What’s the best way to manage breast cancer during lock-down?

Preventing further delays in diagnosis and clinical treatment for breast cancer is a top priority for the Victorian COVID-19 Cancer Network’s (VCCN) Breast Cancer Advisory Group, which was established under the Victorian COVID-19 Cancer Taskforce in late March 2020.

Data from Cancer Council Victoria and the Victorian Cancer Registry indicated a 37 percent drop in the number of Victorian breast cancer patients’ pathology results reported in April to May. This has sparked action from VCCN’s multidisciplinary team of experts, led by Director of Breast Services and surgeon at Monash Health, Dr Jane Fox.

“The first few months of the pandemic have raised lots of clinical challenges for breast cancer, including the temporary suspension of BreastScreen and treatment referral delays as Victorian women put off seeing their GP’s and stayed at home,” Dr Fox observed.

Doctors across the health system now fear extended lock-downs in Melbourne and Mitchell Shire will compound the situation.

To help minimise the impact of lock-down on people with breast cancer, the VCCN’s Breast Cancer Advisory Group is working with cancer care experts, community and government to communicate the importance of seeking medical care and attending routine appointments.
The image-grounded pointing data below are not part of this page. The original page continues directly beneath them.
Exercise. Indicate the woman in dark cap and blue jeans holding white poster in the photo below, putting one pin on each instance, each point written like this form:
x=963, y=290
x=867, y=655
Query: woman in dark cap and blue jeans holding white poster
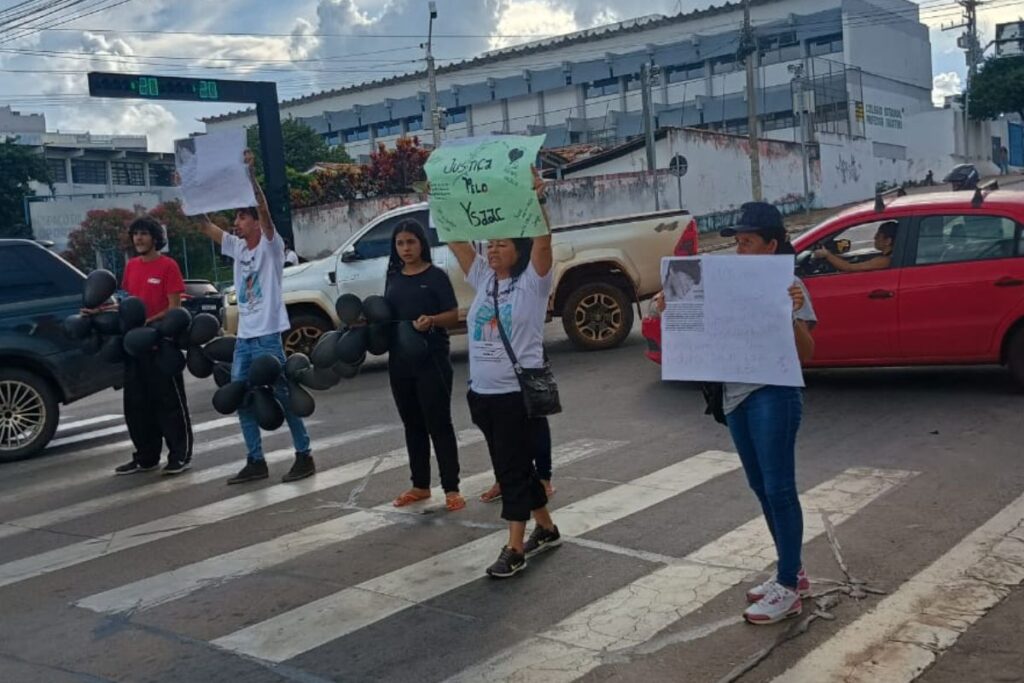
x=763, y=421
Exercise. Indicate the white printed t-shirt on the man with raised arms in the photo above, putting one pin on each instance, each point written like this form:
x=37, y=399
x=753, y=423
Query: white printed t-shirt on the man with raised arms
x=258, y=285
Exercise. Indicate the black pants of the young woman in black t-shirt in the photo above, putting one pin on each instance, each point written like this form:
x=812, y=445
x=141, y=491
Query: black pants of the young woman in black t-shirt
x=424, y=403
“Our advisory group has identified several priorities for the months ahead, including risk stratification for imaging services if imaging capacity is reduced due to the second wave of COVID-19,” said Heather Davis, Project Manager from the Southern Melbourne Integrated Cancer Service and Program Manager for the VCCN Breast Cancer Advisory Group.

“Different delivery methods of breast cancer treatment are currently being explored, including using oral and sub-cutaneous treatments that patients can administer independently or can receive in their homes,” Ms Davis commented.
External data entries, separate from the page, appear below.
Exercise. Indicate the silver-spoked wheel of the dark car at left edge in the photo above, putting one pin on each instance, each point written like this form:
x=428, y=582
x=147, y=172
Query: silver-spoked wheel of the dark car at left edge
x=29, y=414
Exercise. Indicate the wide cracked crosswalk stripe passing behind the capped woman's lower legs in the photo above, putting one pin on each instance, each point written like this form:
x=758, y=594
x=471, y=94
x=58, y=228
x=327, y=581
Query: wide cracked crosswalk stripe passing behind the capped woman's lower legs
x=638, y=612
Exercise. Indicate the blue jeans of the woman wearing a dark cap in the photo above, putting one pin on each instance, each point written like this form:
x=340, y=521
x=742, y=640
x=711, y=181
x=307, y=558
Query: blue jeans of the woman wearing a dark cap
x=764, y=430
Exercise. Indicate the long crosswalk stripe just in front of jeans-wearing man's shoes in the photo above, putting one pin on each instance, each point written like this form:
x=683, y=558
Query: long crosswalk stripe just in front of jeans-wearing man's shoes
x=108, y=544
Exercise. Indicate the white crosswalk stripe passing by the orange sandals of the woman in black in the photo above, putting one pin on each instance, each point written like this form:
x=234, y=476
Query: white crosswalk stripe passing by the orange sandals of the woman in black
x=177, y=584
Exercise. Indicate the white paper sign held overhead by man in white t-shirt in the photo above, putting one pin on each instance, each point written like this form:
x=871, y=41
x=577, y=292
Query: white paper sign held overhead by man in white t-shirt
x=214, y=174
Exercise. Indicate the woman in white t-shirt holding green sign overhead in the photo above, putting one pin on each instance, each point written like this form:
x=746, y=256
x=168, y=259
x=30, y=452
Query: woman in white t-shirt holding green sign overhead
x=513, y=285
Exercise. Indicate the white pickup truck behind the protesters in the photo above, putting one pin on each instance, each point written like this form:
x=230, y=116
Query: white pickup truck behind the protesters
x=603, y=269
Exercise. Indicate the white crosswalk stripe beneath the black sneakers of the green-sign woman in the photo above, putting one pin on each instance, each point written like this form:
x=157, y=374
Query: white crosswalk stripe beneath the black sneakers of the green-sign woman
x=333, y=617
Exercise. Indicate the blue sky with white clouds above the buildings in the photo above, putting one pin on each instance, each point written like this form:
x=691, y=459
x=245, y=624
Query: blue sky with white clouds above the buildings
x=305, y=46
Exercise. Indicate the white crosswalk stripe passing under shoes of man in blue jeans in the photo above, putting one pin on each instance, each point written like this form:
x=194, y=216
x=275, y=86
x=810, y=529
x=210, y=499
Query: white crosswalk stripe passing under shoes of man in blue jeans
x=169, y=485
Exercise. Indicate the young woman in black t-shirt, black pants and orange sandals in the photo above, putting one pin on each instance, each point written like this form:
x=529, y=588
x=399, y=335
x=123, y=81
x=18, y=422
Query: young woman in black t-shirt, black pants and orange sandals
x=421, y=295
“Precision oncology has also been identified as a potential way to improve the efficacy of breast cancer treatments, since molecular profiling assays can identify biomarkers in a patient’s genetic profile that indicate whether certain treatments are likely to be effective,” Ms Davis added.

“Communication is the cornerstone of our work, and we will endeavour to provide consistent, practical and implementable advice to our Victorian breast cancer workforce as the pandemic evolves,” said Dr Fox.
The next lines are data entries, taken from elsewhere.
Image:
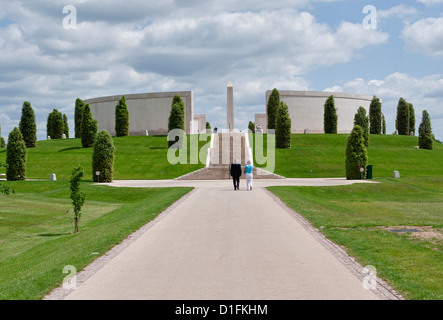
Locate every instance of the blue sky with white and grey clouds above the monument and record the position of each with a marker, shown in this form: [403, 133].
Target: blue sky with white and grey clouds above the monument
[54, 51]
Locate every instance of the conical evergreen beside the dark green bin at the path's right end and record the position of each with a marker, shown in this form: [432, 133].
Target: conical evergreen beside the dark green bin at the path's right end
[356, 155]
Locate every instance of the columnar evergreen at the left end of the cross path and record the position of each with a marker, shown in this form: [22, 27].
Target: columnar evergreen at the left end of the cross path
[103, 157]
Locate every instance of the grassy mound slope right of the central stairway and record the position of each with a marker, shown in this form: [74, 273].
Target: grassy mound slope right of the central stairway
[323, 156]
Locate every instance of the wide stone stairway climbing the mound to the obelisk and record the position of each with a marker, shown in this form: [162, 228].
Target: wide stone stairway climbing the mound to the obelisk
[225, 148]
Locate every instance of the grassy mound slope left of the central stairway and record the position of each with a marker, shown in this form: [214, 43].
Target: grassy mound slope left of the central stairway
[136, 157]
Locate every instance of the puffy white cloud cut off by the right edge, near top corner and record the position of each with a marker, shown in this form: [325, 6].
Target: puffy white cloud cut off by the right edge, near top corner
[425, 36]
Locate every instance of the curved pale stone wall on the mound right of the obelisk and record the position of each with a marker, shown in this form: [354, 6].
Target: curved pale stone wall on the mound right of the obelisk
[306, 109]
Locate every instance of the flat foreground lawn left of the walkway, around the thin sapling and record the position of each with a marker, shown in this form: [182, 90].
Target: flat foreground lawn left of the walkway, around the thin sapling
[36, 242]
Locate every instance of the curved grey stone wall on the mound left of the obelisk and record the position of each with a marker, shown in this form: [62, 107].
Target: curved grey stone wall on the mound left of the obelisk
[147, 111]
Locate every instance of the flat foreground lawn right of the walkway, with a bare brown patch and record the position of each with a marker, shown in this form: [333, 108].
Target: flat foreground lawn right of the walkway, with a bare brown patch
[353, 217]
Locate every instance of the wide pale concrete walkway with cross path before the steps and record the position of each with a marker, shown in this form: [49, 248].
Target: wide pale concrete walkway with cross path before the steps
[223, 244]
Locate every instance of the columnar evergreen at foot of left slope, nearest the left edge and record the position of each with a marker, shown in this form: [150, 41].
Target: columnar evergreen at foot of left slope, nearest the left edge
[16, 154]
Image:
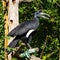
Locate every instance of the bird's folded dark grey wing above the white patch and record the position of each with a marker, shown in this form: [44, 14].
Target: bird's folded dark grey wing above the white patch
[22, 28]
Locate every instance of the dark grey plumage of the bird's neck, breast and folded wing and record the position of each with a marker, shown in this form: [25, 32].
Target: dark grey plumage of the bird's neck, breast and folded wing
[25, 27]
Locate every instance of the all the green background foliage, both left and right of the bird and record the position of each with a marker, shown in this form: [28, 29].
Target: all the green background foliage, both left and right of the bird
[47, 27]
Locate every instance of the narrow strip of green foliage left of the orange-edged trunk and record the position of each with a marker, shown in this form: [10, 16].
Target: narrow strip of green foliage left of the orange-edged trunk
[1, 33]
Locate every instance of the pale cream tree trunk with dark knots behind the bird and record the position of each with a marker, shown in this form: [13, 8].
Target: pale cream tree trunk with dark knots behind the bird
[13, 17]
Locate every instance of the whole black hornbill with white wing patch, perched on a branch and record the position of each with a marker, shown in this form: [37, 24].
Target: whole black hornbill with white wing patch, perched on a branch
[24, 30]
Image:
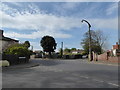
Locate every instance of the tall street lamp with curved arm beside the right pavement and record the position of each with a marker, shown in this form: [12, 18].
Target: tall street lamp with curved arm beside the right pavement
[90, 51]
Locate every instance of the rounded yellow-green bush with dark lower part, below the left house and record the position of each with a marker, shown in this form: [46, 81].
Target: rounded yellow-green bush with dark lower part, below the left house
[13, 53]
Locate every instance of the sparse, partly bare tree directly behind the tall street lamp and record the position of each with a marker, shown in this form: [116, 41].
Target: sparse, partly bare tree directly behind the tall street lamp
[97, 41]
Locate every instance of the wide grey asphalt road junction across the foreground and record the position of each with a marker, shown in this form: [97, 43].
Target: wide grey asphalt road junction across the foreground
[61, 74]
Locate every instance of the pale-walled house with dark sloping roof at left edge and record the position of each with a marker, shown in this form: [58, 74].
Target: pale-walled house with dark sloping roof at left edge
[5, 41]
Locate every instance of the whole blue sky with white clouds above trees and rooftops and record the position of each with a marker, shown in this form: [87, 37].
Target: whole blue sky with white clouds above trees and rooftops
[62, 20]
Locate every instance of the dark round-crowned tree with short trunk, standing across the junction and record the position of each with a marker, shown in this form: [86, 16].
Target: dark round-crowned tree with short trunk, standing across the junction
[48, 44]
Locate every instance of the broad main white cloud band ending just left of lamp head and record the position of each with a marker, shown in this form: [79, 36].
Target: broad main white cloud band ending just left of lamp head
[38, 21]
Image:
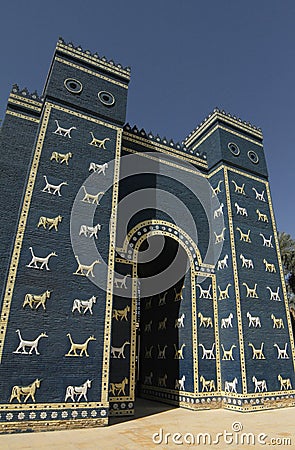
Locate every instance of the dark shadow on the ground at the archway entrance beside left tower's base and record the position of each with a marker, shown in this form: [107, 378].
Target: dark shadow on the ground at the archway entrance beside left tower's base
[143, 408]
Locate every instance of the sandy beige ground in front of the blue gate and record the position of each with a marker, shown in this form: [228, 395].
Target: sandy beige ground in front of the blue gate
[137, 433]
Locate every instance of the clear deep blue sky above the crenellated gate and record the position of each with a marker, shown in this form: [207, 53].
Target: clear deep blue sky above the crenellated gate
[186, 58]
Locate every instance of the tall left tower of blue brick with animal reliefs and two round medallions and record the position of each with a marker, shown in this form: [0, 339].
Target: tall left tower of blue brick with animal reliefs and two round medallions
[48, 334]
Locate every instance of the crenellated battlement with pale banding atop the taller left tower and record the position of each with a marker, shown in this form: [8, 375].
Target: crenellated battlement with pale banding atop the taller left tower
[92, 58]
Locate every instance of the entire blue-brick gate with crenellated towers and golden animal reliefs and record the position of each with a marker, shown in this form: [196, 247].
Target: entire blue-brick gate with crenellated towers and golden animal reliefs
[132, 265]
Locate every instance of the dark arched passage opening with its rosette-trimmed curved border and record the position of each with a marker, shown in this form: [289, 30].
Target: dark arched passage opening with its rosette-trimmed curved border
[167, 324]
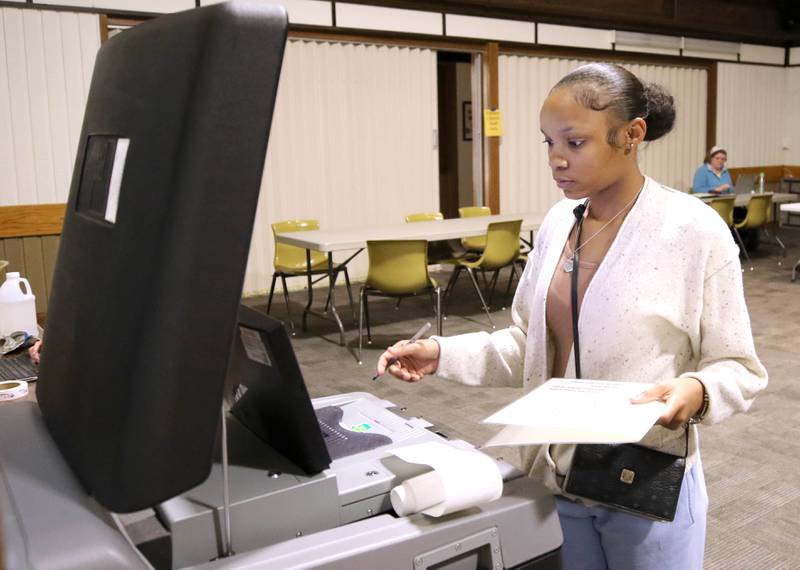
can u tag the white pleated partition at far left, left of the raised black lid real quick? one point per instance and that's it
(46, 62)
The advisory group collaborated with Cancer Council Victoria to publish a media release this July, highlighting the potential risks of delayed cancer diagnosis and treatment.

“Our message to the community is: don’t delay a visit to your doctor if you are concerned about cancer – because the more advanced the disease, the more likely it is to require more intensive treatment,” advised Dr Fox.